Said title contender Alex Bowman: “Turn 6 is like 100% blind. You can’t see it until you’re there, which is pretty interesting. And Turn 7 is like making a U-turn on a one-way street, so it’s going to be chaos, for sure.”
Is that fair for the drivers, who must quickly learn a new layout while their title chances are on the line?
“It’s the same for everybody,” said reigning Cup champion Ryan Blaney. “It’s going to be different for everyone and it will just be who can adapt to it the quickest. I’ve done some (simulator) work.

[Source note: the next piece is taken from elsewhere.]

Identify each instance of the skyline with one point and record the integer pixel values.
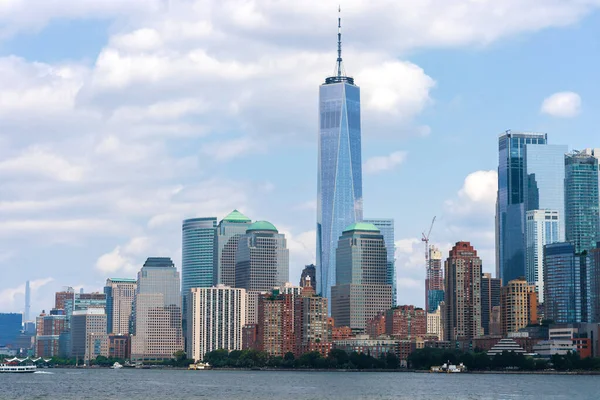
(97, 199)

We’ll see where it goes.”
Cup qualifying
Shane Van Gisbergen completed a Saturday qualifying sweep by winning the pole for both the Xfinity Series and Cup Series races.
Van Gisbergen is racing for the Xfinity Series title but will run his 10th Cup Series race of the season Sunday when he competes on the hybrid road course/oval at Charlotte Motor Speedway.

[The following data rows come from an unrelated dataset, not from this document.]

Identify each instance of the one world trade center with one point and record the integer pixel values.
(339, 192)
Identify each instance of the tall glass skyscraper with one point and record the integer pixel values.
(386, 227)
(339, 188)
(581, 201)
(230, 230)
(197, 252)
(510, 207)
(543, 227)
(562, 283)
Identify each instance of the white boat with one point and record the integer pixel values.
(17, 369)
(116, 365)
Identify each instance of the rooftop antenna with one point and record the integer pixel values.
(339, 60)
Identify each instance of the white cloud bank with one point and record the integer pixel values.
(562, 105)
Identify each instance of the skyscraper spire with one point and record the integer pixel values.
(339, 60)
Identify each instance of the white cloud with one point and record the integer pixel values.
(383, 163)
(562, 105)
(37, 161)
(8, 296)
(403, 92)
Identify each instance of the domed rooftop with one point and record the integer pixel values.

The New Zealander is not one of the 12 drivers trying to advance in the Cup Series championship race. But he beat all the contenders in a Chevrolet for Kaulig Racing to take the top starting spot for Sunday’s playoff elimination race.

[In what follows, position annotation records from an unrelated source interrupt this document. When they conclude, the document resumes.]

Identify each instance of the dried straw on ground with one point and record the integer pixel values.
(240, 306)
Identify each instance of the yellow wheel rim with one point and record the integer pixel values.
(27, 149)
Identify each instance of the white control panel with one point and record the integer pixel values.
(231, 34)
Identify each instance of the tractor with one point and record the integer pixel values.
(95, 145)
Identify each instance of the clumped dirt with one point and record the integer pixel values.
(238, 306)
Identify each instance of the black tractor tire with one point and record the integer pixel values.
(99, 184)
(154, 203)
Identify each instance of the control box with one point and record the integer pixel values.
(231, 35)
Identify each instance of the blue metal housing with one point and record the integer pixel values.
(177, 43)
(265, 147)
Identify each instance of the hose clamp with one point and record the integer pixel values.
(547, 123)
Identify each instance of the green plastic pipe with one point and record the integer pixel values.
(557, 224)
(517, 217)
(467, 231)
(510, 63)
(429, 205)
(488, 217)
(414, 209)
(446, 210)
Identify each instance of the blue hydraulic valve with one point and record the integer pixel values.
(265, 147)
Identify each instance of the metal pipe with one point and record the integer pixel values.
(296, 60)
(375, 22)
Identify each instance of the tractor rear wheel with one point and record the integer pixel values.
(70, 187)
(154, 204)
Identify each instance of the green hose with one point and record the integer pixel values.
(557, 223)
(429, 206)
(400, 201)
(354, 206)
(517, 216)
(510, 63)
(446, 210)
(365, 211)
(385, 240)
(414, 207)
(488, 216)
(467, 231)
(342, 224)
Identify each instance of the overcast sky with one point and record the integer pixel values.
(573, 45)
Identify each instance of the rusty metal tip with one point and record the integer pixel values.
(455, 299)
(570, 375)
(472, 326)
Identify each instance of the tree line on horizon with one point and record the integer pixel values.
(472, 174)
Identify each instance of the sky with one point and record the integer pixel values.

Tyler Reddick, the regular season champion and a title contender, qualified second in a Toyota for 23XI Racing. AJ Allmendinger, who is the reigning winner of The Roval Cup race and a perfect 4 for 4 at the track in the Xfinity Series, qualified third for Kaulig.
Allmendinger is also not racing for the Cup Series title, but he is in the Xfinity Series playoffs. That race was scheduled for later Saturday.
Joey Logano, who is below the elimination cut line headed into Sunday’s race, qualified fourth in a Ford for Team Penske. The field of 12 will be cut by four drivers Sunday and Logano, teammate Austin Cindric, Daniel Suarez and Chase Briscoe are all facing elimination.
Cindric qualified fifth in a Ford. He was followed by Hendrick Motorsports teammates Kyle Larson and Chase Elliott in Chevrolets, then Brad Keselowski in an RFK Ford and Bubba Wallace in a 23XI Toyota. Keselowski was eliminated from the playoffs in the first round and Wallace didn’t make the field.
William Byron, the only playoff driver of the 12 already locked into the round of eight, qualified 10th for Hendrick.
Christopher Bell, in a Toyota for Joe Gibbs Racing, will start 12th and lock himself into the next playoff round once he takes the green flag. Suarez was 13th in a Chevrolet, reigning Cup Series champion Ryan Blaney was 14th in a Ford, Alex Bowman was 17th in a Chevrolet and Denny Hamlin was 18th in a Toyota.
Briscoe at 25th was the lowest-qualifying playoff driver.